Dalam kesempatan itu, mantan Menteri Negara Pemberdayaan Perempuan itu menegaskan bahwa NII sebenarnya bukan "barang baru" tapi sudah lama ada di Indonesia, sehingga intelijen sebenarnya sudah memiliki identifikasi tentang NII yang cukup.

"Tokoh-tokoh NII sudah diketahui, titik-titik wilayah yang menjadi basis NII juga sudah diketahui, tapi seolah ada pembiaran tanpa ketegasan, sehingga akan meresahkan masyarakat dan pada titik tertentu akan mengancam NKRI," katanya.

Oleh karena itu, mantan Cagub Jatim itu meminta Mendiknas untuk melakukan koordinasi dengan antar-kepala sekolah dan rektor serta jajaran Kementerian Agama se-Indonesia.

"Dua hari lalu, ada penelitian terhadap anak-anak SMP/SMA pada 100 sekolah di Jakarta dan hasilnya 50 persen mendukung radikalisme dan pengeboman, karena mereka putus asa dengan proses yang ada.

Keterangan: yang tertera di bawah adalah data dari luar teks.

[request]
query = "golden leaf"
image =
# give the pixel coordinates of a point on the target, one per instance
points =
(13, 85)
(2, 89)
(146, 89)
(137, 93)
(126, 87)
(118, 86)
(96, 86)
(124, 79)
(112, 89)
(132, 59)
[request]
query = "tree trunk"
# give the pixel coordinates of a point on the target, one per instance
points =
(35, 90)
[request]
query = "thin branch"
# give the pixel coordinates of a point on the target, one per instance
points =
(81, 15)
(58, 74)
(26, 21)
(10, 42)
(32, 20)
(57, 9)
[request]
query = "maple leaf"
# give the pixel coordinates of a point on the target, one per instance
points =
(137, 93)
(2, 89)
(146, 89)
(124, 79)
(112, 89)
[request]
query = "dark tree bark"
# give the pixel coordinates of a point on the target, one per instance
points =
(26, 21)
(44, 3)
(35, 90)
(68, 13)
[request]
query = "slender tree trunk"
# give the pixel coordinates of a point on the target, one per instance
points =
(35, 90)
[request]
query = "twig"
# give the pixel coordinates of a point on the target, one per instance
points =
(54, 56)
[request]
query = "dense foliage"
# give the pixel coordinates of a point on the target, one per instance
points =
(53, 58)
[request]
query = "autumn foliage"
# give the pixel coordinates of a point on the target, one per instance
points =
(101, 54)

Mereka tahu Antasari, Gayus Tambunan, Century, dan sebagainya, mereka bukan anak-anak yang EGP (cuek) terhadap masalah yang ada," katanya.

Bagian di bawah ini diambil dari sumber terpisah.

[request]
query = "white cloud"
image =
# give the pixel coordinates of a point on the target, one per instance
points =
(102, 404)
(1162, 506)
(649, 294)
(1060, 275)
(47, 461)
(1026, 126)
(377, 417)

Ia menilai data itu sebenarnya data lama dan sampai penelitian baru ternyata tidak berubah, karena itu hal itu harus menjadi bukti bahwa radikalisme sudah mengancam pelajar SMP/SMA, terutama di Jakarta, karena itu perlu penyelesaian secara komprehensif mulai dari identifikasi pendidikan dan validasi intelijen.

"UU atau Tap MPR tentang TNI/Polri itu tetap berlaku, tapi perlu ada aturan yang memungkinkan adanya asas kerja sama dan perbantuan, sehingga TNI tidak hanya melihat dari luar tentang radikalisme yang terjadi karena TNI merasa menjadi wilayah polisi. Jadi, perlu diatur asas kerja sama dan perbantuan itu agar tidak saling menunggu," katanya.

Ia menambahkan asas perbantuan itu diharapkan akan menjadi solusi bagi kesan pembiaran oleh negara terhadap upaya pendirian NII yang sudah sangat jelas itu. "Jadi, komitmen TNI, Polri, pemerintah, masyarakat, tokoh masyarakat, ulama, dan politisi perlu di-update," katanya.